È stato un po’ un normale e naturale completamento del mio percorso, in quanto rispondente al mio desiderio di reperire il migliore (e il più sano) ingrediente per realizzare un piatto e valorizzare la mia terra.

Cosa vuoi comunicare con i tuoi piatti?
L’Abruzzo, le sue consuetudini rilette attraverso la cucina quotidiana.

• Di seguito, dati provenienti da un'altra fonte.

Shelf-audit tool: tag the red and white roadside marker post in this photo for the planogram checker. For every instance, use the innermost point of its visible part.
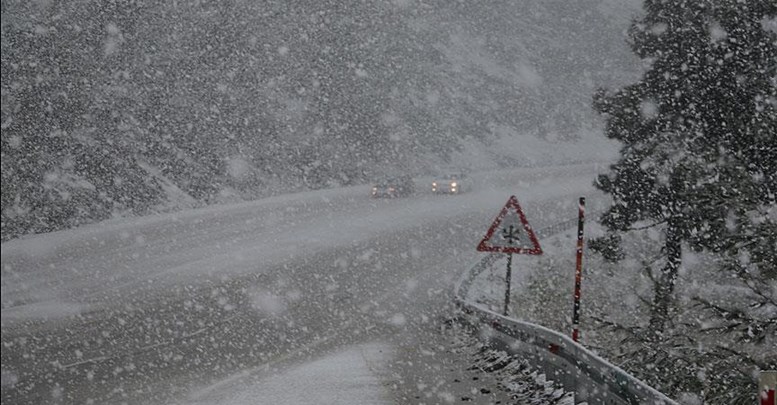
(766, 388)
(578, 271)
(510, 233)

Qual è per te l’ingrediente fondamentale in cucina?
L’amore e la passione.

Hai un piatto evocativo della tua infanzia?
Gli gnocchi di Avezzano e le fettuccine conditi con un buon ragù.
Come sei riuscito a scardinare l’iniziale diffidenza del pubblico per una cucina tipica spesso avvertita come pesante e saporita?
Narrando e facendo provare i piatti.

Come definiresti la cucina?
Amore, immedesimazione in una ricetta e nella sua storia, interrogandosi sull’elemento mancante, sui ritmi da rispettare per inserire i vari ingredienti.

Prossimi obiettivi?
Abbiamo aperto da non molto La Bottega de Il Capestrano in Via Sabotino, con una piccola rivendita di prodotti tipici, una cucina a vista più rapida, con una proposta di tradizione che ruota quotidianamente, più semplice del ristorante. La finalità è divulgare la cultura abruzzese a prezzi accessibili. Sempre in questa ottica, mi farebbe piacere organizzare eventi e/o degustazioni tematici nel breve futuro.

 

Desinare al Capestrano è come percorre un viaggio sinestetico nell’Abruzzo inedito, lungo i tratturi che si insinuano nell’entroterra per accompagnare l’avventore alla scoperta di luoghi magici, delle antiche origini e radici di un popolo dalle infinite risorse. Lo stesso popolo che, anche dopo innegabili tragedie, è sempre pronto a lottare come un guerriero, come il famoso “uomo di Capestrano”…E la famiglia Babbo, a suo modo, è la felice riprova dell’indole sana, combattiva e generosa di queste genti.

Manuela Mancino
per Newsfood.com
*Capestrano

Capestrano è un comune italiano di 888 abitanti della provincia dell’Aquila in Abruzzo. Centro agricolo a 43 km a ESE del capoluogo, a 465 m nell’alta Valle del Tirino, situato al margine sud-occidentale di un vasto piano di origine carsica compreso tra l’altopiano di Navelli e le estreme propaggini sud-orientali del gruppo del Gran Sasso d’Italia: fa anche parte della Comunità montana Campo Imperatore-Piana di Navelli. Parte del territorio del comune rientra nel territorio del Parco nazionale del Gran Sasso e Monti della Laga costituendone di fatto una delle porte di accesso nella sua parte meridionale.